For one, it must be the first strong AI to succeed. If a less safe project occurs first, the public oracle would probably never happen. Bostrom made a strong case that the first artificial general intelligence without adequate controls or benign final goals will explode into a “singleton”, an amoral entity in control of practically everything. Not just a demon but an unconstrained god.
Any explosive takeoff bodes ill for humanity. The best way to get a slower takeoff is a project that includes many human parties who must agree before each important step is taken.
It might be that we shall be motivated for that kind of cooperation only if we’ve already survived some other existential challenge, such as near environmental collapse.
A slow project has a downside: it could get beat to the finish line. Bostrom has identified ( “Strategic implications of openness in AI development”) another twist here. A slow, inclusive project would need to be open about its development process.

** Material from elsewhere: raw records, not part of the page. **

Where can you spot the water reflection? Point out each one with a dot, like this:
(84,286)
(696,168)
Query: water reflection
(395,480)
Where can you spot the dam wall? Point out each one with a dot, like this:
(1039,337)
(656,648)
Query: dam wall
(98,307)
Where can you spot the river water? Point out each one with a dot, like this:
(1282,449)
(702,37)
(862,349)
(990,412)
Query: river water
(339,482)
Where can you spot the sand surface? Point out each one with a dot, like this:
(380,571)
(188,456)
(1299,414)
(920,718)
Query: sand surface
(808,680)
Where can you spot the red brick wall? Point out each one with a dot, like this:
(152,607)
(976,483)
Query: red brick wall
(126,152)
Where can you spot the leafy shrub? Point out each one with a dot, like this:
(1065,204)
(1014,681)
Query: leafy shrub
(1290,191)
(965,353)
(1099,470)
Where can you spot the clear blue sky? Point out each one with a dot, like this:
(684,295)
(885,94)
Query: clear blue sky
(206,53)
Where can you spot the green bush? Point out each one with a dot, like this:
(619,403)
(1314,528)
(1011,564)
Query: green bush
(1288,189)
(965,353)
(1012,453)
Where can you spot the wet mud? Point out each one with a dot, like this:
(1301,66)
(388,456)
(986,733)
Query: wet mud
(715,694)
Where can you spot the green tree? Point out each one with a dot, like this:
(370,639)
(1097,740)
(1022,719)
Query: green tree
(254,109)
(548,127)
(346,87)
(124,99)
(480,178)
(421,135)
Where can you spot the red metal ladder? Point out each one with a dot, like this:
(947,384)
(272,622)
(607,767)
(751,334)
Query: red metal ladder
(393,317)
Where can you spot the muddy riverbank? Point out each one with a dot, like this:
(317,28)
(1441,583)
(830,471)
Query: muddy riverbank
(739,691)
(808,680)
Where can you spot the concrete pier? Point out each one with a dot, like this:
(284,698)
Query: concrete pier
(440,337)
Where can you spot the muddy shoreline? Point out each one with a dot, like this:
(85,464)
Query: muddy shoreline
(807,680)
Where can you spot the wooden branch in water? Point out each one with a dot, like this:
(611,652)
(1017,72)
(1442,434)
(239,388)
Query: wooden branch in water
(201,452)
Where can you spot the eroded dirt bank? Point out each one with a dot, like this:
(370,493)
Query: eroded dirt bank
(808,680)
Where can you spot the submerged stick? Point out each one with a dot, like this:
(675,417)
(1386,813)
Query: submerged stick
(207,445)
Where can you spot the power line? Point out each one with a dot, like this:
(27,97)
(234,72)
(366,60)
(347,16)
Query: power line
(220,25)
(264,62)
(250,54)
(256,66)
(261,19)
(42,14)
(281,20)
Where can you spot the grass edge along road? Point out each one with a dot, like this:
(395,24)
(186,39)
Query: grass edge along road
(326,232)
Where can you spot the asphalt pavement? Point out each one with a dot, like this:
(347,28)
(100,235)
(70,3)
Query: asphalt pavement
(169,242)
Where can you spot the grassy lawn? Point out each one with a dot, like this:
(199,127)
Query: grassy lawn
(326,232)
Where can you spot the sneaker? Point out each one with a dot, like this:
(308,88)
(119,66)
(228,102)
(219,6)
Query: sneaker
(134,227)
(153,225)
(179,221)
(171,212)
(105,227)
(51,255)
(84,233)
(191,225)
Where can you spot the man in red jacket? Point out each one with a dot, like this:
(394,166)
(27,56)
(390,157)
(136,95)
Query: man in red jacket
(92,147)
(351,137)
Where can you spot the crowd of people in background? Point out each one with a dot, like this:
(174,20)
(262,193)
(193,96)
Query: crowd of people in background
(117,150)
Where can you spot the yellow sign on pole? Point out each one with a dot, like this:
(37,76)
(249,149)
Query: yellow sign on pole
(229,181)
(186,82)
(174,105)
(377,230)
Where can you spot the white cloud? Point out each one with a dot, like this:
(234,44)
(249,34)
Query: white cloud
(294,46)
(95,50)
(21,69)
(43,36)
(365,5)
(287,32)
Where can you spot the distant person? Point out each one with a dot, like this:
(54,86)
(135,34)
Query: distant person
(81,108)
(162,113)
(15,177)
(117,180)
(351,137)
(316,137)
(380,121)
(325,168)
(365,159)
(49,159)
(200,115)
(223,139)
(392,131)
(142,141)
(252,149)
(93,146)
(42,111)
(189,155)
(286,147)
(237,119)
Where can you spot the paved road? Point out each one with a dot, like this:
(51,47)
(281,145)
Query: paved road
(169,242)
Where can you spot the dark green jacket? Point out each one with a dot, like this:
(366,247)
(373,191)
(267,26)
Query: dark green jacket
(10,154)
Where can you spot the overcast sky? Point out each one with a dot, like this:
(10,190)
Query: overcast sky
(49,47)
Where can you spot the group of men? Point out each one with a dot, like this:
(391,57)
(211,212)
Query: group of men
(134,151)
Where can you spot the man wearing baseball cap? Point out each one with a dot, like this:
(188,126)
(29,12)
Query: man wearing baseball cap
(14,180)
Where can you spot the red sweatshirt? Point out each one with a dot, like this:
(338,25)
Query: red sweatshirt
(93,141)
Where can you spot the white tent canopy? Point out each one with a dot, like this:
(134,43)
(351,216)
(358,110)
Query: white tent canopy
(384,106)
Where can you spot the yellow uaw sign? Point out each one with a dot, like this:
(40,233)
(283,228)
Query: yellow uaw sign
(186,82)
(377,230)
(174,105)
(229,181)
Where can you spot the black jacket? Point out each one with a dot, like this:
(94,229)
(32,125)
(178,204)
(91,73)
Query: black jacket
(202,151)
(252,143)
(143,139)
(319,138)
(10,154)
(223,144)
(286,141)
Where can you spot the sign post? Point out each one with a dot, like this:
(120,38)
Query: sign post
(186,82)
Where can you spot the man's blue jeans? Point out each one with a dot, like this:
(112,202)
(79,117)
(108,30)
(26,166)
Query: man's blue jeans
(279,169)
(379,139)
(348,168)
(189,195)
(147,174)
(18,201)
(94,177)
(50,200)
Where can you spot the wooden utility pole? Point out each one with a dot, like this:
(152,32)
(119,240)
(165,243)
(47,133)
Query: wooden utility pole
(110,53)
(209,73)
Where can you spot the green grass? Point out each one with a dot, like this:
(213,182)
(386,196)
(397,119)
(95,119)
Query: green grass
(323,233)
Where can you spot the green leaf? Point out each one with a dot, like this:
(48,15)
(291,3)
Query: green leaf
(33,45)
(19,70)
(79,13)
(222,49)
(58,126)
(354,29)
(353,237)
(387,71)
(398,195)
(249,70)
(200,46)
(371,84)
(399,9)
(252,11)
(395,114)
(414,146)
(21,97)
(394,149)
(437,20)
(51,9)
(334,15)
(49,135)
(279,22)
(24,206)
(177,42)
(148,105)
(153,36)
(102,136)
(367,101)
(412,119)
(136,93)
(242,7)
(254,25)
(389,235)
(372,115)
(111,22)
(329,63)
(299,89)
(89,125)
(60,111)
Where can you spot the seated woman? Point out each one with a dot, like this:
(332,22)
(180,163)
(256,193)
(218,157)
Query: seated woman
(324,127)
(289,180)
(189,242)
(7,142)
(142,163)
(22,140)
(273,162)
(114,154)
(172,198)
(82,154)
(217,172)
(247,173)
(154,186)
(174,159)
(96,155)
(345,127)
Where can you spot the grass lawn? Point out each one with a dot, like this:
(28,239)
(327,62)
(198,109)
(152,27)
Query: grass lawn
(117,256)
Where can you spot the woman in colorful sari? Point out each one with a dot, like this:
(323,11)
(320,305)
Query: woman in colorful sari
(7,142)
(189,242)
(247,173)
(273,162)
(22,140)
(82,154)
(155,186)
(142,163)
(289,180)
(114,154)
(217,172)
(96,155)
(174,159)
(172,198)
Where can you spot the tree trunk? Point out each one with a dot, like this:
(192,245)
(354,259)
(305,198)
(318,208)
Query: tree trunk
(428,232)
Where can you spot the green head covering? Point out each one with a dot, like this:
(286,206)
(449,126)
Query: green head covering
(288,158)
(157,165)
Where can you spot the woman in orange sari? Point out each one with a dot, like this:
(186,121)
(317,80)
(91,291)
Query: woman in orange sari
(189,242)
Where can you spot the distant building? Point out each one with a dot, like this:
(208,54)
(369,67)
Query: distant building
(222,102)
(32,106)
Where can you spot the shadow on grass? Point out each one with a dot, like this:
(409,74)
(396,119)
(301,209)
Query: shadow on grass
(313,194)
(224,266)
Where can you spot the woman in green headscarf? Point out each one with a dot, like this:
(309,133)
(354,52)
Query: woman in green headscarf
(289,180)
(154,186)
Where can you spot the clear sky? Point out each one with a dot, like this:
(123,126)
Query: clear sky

Openness could increase the likelihood and competitiveness of rival projects. Being safe takes time, so the project that pays the least attention to safety wins the race to strong AI, and “Uh-oh!”. Here again, a single slow and inclusive project bodes best.
The challenge of a safe and friendly strong AI can be productive, even if we are decades from making one. It forces us to find better ideas about how to be a mature species; how to not be always shooting ourselves in the foot.